NEWSLETTER 5/2024
Numero 1/2024GIUSEPPE BATURI Stato e Chiesa a 40 anni dalla firma del Concordato
Il sermone tenuto dall’imam Brahim Baya il 17 maggio presso il Politecnico di Torino ha suscitato un vivace dibattito sulla compatibilità delle preghiere collettive nei luoghi pubblici con il principio di laicità.
Va subito specificato che il momento di preghiera è stato organizzato dai collettivi studenteschi che occupano da settimane gli spazi universitari, dunque senza alcun ruolo attivo della governance di Ateneo. Per tale ragione, la critica relativa alla difesa del principio di laicità acquisisce un peso diverso rispetto ad un’ulteriore e forse più pregnante questione, che è quella del rapporto tra tutela della libertà religiosa e contrasto al linguaggio religioso che oltre ad alimentare conflittualità, potrebbe contenere in sé anche forme di incitamento all’odio.

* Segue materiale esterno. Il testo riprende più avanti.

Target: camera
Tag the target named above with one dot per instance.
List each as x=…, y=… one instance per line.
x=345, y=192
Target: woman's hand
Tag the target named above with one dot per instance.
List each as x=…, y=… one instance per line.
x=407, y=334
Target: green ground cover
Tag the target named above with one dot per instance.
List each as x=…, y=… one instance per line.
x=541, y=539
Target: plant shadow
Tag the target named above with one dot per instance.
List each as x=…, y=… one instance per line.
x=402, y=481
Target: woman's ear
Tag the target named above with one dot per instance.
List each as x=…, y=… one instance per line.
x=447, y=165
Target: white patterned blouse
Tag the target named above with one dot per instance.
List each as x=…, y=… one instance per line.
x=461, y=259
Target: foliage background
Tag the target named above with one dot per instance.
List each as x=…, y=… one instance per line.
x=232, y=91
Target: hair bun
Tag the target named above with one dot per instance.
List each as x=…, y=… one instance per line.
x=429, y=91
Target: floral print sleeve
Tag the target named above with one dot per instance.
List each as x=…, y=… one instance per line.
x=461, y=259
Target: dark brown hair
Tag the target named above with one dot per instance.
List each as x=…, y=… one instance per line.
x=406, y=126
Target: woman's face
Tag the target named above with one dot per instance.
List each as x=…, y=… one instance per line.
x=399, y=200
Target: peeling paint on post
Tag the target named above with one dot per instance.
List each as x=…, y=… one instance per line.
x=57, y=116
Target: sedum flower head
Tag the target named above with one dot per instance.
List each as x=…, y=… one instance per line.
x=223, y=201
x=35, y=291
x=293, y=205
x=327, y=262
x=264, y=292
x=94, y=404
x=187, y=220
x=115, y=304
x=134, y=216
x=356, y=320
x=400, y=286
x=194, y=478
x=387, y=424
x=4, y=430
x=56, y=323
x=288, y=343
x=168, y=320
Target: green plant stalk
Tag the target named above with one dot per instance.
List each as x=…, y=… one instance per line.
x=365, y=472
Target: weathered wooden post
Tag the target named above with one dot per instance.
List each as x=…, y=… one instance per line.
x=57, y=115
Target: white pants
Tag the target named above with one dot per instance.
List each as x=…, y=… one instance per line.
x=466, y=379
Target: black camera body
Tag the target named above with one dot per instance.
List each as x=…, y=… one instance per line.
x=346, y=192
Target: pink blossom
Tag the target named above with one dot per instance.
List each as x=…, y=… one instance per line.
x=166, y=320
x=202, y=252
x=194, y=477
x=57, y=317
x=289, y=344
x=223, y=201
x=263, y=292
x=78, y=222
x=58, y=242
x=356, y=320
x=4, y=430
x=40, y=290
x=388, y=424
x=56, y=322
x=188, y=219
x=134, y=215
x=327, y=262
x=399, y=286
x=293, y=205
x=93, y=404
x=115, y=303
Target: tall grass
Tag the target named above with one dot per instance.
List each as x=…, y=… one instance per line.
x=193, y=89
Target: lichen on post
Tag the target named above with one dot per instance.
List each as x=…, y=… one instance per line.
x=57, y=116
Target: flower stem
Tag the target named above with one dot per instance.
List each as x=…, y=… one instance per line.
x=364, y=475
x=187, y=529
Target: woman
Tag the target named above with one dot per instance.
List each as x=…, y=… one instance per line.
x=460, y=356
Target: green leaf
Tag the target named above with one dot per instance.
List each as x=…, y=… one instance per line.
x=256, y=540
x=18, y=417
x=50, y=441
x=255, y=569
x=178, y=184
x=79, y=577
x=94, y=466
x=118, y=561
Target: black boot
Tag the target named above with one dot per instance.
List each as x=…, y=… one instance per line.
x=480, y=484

Nel dettaglio, infatti, la preghiera, che di certo non rappresenta una lesione del sentimento religioso altrui, è stata accompagnata da un breve discorso politico nel quale, dopo un cenno alla rilevanza della jihad, si è parlato di “lotta di liberazione che è cominciata dal primo momento in cui i sionisti hanno calpestato quella terra benedetta”.
A costituire argomento di dibattito è stata anche la questione relativa alla mancanza di spazi specifici adibiti al culto all’interno di alcune università italiane, come dichiarato dall’imam Baya dinnanzi agli organi di stampa.
In linea generale, dunque, la critica ha riguardato la relazione tra “momento di preghiera” e “luogo istituzionale” e, nelle considerazioni dei diversi interventi sui media si è riscontrata una sorta di interpretazione univoca rispetto ad una specifica idea di laicità: ovvero quella di una laicità neutralizzante che prevede l’esclusione totale di qualsiasi espressione di fede religiosa nei luoghi pubblici. Un’accezione, questa, da distinguersi da quella indicata dalla Corte Costituzionale italiana, aperta alle possibilità di manifestazione esteriore del sentimento religioso, purché in modo plurale ed egualitario.
È pur vero che la laicità deve essere contemperata con altri interessi ed esigenze di vario carattere, ma la possibilità di prevedere spazi di preghiera e meditazione all’interno delle università potrebbe rispondere ad un principio di laicità coerente con i valori pluralistici riconosciuti nella carta costituzionale.
D’altro canto, la contestualizzazione dell’episodio può contribuire alla relativizzazione della lamentata violazione del principio di laicità, se si intende questo principio nella sua accezione, appunto, di tutela del pluralismo dei valori e della libertà religiosa.
Se il linguaggio violento sicuramente vanifica il tentativo di incasellare il dibattito nell’ambito di quelli riguardanti i principi di libertà religiosa e di laicità, prefigurare un modello di laicità interculturale che si concretizzi anche nella creazione di luoghi adibiti al culto all’interno delle università, diviene invece un valido contraltare alle concezioni neutralizzanti della dimensione religiosa nei luoghi istituzionali.
Difatti, non è la preghiera ad ingenerare una incompatibilità con il principio di laicità, ma il suo uso “strumentale” e “politicizzato”. Un momento di preghiera scevro da incitamenti all’odio e “retoriche politiche” che avesse previsto il coinvolgimento attivo di altre confessioni religiose, probabilmente, sarebbe stato dimostrativo di un’applicazione di una laicità inclusiva e nel contempo rispettosa dell’espressione di libertà religiosa.